The law also provides defences to this charge, and your lawyer will want to know if the material in question was actually not produced with a child involved, but was produced for artistic reasons or for a public benefit – for example to educate students in what child abuse images look like, or a photo of an abused child for a news story. Perhaps you were no more than two years older than the alleged victim child and the act depicted was consensual. Did you take a photo of yourself but not distribute it? Were you ever in the care, supervision or authority of a child aged 16 or 17 who is the alleged victim? Perhaps you were married to the alleged victim or in a domestic relationship or thought you were married or in a domestic relationship with them.
What is not a defence is your opinion of whether or not the material produced was offensive to the reasonable person.
The prosecution must prove:
- The defendant intentionally produced material; and
- The materisl is child abuse material; and
- The defendant knew or probably knew that the material is child abuse material.
The Maximum Penalty
Level 5 imprisonment being a maximum of 10 years.

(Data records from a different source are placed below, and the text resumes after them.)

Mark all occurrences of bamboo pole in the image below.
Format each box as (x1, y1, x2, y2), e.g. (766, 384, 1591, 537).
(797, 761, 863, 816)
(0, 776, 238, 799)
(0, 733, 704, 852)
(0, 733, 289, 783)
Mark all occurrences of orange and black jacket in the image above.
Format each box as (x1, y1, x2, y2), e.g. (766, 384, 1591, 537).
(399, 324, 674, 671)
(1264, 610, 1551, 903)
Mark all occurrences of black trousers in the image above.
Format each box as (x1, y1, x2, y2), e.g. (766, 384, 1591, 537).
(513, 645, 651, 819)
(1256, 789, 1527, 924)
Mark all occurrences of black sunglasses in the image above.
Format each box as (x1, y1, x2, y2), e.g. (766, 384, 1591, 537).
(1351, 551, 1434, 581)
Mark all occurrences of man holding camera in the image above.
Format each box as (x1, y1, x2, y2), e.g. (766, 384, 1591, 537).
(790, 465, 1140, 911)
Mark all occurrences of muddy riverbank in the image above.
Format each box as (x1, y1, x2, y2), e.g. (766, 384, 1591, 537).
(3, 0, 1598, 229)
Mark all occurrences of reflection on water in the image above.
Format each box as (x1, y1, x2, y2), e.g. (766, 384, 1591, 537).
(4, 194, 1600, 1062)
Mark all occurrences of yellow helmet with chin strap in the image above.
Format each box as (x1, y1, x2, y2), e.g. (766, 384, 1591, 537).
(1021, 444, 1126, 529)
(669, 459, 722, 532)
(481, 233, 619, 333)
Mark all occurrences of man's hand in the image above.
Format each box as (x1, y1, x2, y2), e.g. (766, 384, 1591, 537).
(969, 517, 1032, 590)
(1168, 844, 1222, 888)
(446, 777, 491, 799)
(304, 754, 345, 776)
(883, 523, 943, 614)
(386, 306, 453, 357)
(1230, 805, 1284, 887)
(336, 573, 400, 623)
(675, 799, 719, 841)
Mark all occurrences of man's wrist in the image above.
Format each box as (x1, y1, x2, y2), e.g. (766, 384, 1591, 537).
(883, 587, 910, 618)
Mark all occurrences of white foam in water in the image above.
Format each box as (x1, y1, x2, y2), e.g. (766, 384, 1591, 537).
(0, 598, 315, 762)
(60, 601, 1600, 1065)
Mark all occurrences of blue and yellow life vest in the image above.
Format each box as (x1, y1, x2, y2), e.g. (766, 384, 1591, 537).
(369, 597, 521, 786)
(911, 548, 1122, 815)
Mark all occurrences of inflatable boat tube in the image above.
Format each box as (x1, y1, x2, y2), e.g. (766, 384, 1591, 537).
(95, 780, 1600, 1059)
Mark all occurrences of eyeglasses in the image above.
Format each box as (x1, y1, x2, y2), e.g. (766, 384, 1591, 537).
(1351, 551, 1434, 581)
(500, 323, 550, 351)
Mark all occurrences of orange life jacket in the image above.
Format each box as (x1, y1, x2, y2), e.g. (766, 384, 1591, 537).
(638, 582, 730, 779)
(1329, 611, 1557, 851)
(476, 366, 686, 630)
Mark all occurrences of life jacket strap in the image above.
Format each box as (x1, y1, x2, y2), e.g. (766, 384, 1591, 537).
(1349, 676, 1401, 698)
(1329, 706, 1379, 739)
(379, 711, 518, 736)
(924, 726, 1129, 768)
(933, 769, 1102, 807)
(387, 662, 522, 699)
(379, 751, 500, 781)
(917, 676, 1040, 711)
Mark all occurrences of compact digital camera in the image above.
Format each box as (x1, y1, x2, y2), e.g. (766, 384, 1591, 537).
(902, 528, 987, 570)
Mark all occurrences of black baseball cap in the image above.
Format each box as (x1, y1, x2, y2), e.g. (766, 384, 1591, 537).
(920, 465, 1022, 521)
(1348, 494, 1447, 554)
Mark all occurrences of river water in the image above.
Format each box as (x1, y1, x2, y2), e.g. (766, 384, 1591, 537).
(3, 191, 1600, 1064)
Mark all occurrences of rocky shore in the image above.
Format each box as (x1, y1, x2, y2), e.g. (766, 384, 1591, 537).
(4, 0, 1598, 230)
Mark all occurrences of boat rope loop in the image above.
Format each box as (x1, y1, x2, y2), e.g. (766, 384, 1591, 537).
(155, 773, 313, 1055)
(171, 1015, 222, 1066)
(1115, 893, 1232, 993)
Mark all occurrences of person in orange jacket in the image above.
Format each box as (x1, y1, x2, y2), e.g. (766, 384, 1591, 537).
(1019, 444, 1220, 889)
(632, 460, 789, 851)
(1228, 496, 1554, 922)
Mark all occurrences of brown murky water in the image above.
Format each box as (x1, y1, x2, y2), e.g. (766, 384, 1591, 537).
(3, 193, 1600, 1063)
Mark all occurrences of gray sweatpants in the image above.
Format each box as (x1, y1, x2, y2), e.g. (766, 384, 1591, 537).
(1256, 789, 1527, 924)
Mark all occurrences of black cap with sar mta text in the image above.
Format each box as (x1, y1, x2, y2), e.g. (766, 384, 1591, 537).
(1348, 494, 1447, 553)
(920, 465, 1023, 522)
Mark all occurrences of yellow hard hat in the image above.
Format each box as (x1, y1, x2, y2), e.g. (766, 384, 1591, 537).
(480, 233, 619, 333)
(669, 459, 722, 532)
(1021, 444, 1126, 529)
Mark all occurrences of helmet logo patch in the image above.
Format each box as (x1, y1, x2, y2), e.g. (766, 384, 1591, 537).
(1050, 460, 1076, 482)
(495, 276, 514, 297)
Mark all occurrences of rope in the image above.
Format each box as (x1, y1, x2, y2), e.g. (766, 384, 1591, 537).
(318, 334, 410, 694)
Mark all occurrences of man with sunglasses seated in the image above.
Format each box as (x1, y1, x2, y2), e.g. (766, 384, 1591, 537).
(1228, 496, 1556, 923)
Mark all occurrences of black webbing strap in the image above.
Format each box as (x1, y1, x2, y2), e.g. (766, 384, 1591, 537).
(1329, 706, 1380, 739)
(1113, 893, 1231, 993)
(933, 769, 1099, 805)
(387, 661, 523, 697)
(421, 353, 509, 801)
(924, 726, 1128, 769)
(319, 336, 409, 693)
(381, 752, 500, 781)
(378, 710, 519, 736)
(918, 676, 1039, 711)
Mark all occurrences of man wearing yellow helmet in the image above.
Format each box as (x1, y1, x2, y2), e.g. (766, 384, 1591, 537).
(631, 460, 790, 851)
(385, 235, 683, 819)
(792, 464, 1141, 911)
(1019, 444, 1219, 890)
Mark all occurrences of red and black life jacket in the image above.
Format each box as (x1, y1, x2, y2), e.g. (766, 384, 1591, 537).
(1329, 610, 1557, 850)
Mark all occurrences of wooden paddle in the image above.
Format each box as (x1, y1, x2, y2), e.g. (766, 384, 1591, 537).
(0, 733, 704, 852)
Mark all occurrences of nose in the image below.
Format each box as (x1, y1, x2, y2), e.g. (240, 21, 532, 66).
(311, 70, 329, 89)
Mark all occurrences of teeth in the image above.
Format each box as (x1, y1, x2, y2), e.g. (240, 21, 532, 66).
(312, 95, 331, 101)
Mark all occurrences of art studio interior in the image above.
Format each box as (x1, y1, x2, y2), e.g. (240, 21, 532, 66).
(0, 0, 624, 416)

Where Will My Case Be Heard?
Producing child abuse material cases can only be heard in the County Court or Supreme Court of Victoria.
Questions to Consider
Do you have a defence in relation to the defences and exceptions mentioned above? Did you produce child abuse material at all? If you are planning to plead guilty, what can you do to try to minimise your sentence?
What to do Next?
Any criminal charge is complex, but the many circumstantial variations on what constitutes this charge means that you really need the advice of an expert to help you best sort out your defence.
If you have been charged with involving a child in the production of child abuse material, then you should call us right away to make an appointment. 03 8644 7320
Specialist Sex Offence Lawyers Melbourne
Don’t leave it to the last minute, give yourself time to prepare.
CRIMES ACT 1958 – SECT 51C
Section 51C Producing child abuse material
(1) A person (A) commits an offence if—
(a) A intentionally produces material; and
(b) the material is child abuse material; and
(c) A knows that the material is, or probably is, child abuse material.
(2) A person who commits an offence against subsection (1) is liable to level 5 imprisonment (10 years maximum).
(3) For the purposes of subsection (1), the ways in which material is produced may include—
(a) filming, printing, photographing, recording, writing, drawing or otherwise generating material; or
(b) altering or manipulating material; or
(c) reproducing or copying material.
1 Exceptions apply to this offence—see sections 51J, 51K and 51M.
2 Defences apply to this offence—see sections 51L, 51N, 51O, 51P, 51Q and 51R.
3 A mistaken but honest and reasonable belief that reasonable persons would not regard the child abuse material as offensive is not a defence to this offence—see section 51U.